Boris & the Blame Game
Boris Johnson, Mayor of London, has been criticised for what he said in a radio interview following the deaths of several cyclists in road accidents in London (six have been killed in November). He has widely been accused of victim-blaming and insulting the dead after suggesting – in the interview – that cyclists have a duty to obey the laws of the road and heed signals. Sickeningly insensitive is what CTC's Campaigns Director Roger Geffen called it and in last Friday's CycleClips CTC newsletter was a piece titled 'Boris Blamed' with an invitation to write a letter to Johnson demanding him to 'end the disproportionate threat that lorries have posed to cyclists and pedestrians in the capital for years.' It is worth listening to the whole interview, I think.
Boris Johnson doesn't blame anyone. It is too soon for that, until the facts are established in each of the six accidents. No-one has yet been arrested. So what should he say?
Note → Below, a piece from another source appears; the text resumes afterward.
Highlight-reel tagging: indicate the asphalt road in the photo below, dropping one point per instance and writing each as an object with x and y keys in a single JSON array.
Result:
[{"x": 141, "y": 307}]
He mentions ongoing investment in education – how to use the roads – and the need to look again at roundabouts and other places where cyclists feel especially vulnerable. Much of this is aimed at increasing the confidence of cyclists using the roads of the capital; the paradox is that increased confidence may be a factor in the tendency of some cyclists to forget the 'laws of the road'. In some of these cases 'the heart bleeds.' He probably means it. Johnson's comments seem generalised and reasonable to me. If anything it is the interviewer Nick Ferrari who raises the subject of red-light-jumping, the 'inherent dangers' of cycling and the need to 'cycle with care' then goes on to ask whether 'the cyclists were culpable in the recent deaths'. Boris: "We can't say that," then says truck drivers are perhaps not to blame either.
He concludes by saying that cyclists, motorists and pedestrians must think about each other. So true. I have always believed the attitude and behaviour of people towards others, in this case fellow travellers and road users, is the way to a better society, not more regulation. No British politician has done more to raise the profile of cycling in recent years than Boris Johnson, and it's a pity the CTC – supposedly the national cycling charity – feels the need to behave like every other pressure group, Tweeting and Facebooking every bandwagon going.